What I see yesterday is this:

  • We started another program on the machine, which puts the cpu under heay load and constantly allocates more and more Memory, so the machine slows down
  • We killed that program
  • Although the machine restores to a normal load then, my 3 tcl programs on that machine did not respond any more - that is, the after events did not fire anymore. There are no errors generated; it simply Looks like the programs are hang.
  • Other programs on that machine continue to run normally, so there was no general Windows error condition etc.

As I'm only experienced at the Tcl/Tk-script Level, I don't know how to track down such errors down any further. They aren't reproducable and happen from time to time. The machines are Windows VMs.

My questions are:

  • Under what circumstances is it theoretically possible that the tcl eventloop stops working?
  • Would it help to save the (few) Infos from Sysinternal's Process Explorer Output about active threads, thread state etc.? I'm not able to Interpret such Infos, I fear...
  • Is it possible that a call to exec ,,,,& /open |proc never Returns, blocking the whole program?

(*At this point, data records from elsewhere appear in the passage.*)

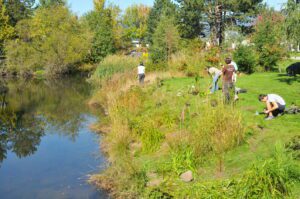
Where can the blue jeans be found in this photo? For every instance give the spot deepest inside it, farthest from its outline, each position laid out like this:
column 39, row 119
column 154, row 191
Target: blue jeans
column 215, row 86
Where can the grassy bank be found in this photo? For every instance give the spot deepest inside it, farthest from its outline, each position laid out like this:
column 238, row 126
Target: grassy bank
column 159, row 131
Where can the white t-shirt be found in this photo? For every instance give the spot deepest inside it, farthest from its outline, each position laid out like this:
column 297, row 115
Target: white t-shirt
column 234, row 65
column 214, row 71
column 276, row 98
column 141, row 69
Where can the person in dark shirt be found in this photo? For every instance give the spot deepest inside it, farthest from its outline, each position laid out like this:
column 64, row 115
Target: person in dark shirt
column 228, row 85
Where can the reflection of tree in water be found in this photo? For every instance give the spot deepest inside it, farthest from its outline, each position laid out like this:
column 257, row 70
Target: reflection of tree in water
column 19, row 132
column 30, row 106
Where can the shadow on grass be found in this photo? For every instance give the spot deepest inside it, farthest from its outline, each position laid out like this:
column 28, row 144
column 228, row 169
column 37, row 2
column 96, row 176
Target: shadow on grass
column 288, row 79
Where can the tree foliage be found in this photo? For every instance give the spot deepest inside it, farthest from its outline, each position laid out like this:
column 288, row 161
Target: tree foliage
column 165, row 40
column 48, row 3
column 160, row 8
column 135, row 22
column 100, row 22
column 267, row 38
column 53, row 40
column 6, row 30
column 19, row 9
column 190, row 14
column 292, row 22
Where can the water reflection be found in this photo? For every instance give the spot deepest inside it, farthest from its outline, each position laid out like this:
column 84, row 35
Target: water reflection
column 28, row 108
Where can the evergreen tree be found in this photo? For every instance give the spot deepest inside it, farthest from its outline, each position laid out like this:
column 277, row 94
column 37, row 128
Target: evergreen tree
column 160, row 7
column 135, row 22
column 101, row 23
column 221, row 12
column 189, row 18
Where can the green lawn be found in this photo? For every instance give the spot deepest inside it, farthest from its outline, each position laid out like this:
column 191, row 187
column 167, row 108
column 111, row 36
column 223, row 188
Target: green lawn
column 261, row 135
column 150, row 131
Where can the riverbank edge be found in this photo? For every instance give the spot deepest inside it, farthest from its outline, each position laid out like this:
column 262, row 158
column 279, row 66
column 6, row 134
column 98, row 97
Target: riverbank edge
column 97, row 179
column 123, row 82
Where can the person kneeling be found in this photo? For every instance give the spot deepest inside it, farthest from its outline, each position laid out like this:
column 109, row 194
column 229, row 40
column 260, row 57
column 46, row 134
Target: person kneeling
column 275, row 105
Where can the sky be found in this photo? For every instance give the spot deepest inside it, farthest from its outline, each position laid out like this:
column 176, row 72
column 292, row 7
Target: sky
column 82, row 6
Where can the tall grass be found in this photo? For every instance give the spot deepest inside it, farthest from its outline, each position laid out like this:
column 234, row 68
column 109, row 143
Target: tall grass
column 112, row 65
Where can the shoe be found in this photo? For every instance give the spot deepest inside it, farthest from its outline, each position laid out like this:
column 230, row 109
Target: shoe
column 270, row 118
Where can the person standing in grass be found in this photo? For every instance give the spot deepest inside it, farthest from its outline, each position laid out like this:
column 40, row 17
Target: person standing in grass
column 141, row 73
column 228, row 84
column 234, row 78
column 215, row 73
column 275, row 105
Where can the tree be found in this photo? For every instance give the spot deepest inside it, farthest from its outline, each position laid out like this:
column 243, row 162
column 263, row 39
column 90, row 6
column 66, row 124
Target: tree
column 269, row 33
column 6, row 30
column 101, row 24
column 221, row 12
column 135, row 22
column 189, row 18
column 53, row 40
column 48, row 3
column 292, row 22
column 165, row 40
column 160, row 8
column 19, row 9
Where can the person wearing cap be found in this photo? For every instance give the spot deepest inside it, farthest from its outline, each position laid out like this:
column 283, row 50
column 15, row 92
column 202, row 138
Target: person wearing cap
column 275, row 105
column 215, row 73
column 141, row 73
column 228, row 84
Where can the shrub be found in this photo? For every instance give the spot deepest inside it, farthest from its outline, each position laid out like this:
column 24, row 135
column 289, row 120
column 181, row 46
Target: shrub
column 111, row 65
column 245, row 58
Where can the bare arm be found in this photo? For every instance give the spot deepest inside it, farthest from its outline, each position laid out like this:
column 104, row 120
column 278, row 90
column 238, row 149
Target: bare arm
column 271, row 106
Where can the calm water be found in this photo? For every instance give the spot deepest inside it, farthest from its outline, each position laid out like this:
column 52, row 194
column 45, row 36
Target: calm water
column 46, row 147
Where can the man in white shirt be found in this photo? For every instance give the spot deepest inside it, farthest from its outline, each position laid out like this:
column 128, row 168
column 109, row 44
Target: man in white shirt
column 141, row 73
column 275, row 105
column 215, row 73
column 236, row 69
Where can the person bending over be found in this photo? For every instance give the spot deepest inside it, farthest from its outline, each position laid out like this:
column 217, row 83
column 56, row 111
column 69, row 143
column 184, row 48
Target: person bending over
column 275, row 105
column 215, row 73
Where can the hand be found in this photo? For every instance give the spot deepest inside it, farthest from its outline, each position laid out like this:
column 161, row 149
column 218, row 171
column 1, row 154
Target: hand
column 266, row 111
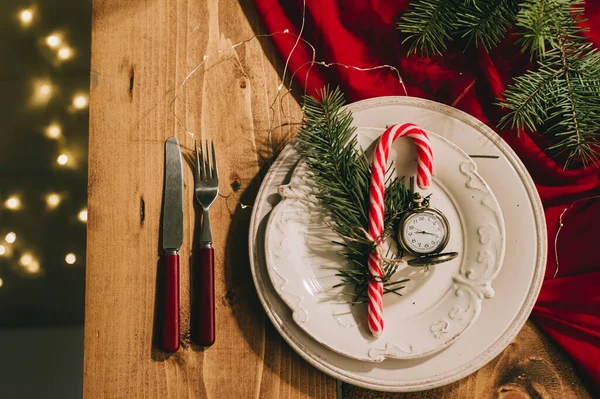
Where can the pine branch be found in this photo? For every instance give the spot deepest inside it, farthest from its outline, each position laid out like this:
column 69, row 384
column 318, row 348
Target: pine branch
column 429, row 25
column 342, row 172
column 486, row 24
column 562, row 97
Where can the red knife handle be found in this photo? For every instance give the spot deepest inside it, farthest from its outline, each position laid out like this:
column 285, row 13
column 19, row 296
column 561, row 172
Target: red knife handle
column 170, row 330
column 205, row 319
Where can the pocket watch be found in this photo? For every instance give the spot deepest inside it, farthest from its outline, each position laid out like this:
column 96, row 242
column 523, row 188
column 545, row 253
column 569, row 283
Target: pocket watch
column 424, row 232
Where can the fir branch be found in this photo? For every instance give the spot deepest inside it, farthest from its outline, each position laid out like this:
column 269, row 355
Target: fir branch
column 542, row 25
column 562, row 97
column 429, row 25
column 342, row 172
column 486, row 23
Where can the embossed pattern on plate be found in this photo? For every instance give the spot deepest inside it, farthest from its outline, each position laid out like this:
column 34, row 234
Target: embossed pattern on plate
column 517, row 285
column 438, row 303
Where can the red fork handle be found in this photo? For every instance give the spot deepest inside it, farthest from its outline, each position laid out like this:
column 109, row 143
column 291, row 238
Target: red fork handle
column 205, row 319
column 170, row 330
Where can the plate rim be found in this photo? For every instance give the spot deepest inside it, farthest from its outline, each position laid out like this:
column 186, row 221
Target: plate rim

jdc Might be related to http://core.tcl.tk/tcl/tktview?name=8bd13f07bde6fb06

MHo Many thanks! Yes, this could it be.... I've searched the bugs already, but not found this entry.... So, I have to wait for 8.6.7 (didn't mentioned above that I'm using 8.6.6)...

jdc Maybe try applying the patch to your 8.6.6. and see if it helps?

MHo Hm, I'm using the tclkits from https://sourceforge.net/projects/twapi/files/Tcl%20binaries/Tclkits%20with%20TWAPI/ ; no source code there....

MHo 2018-05-17: Late, late addition: The 8.6.7 update solved the long-standing problem. Never saw the freezes again! Thank you all!!!

MHo 2019-05-16: Ported some programs (meanwhile updated to runtime 8.6.9) to Windows Server 2016; the problem is back again, at least a similar one :-( Programs which are servicing multiple |open'ed Processes hang from time to time.... or it seems that the eventloop in another one stops for say 10 minutes and afterwards resumes normal operation without intervention... very mysterious. The second program too reads the i/o from many "opened" programs in parallel via filevent....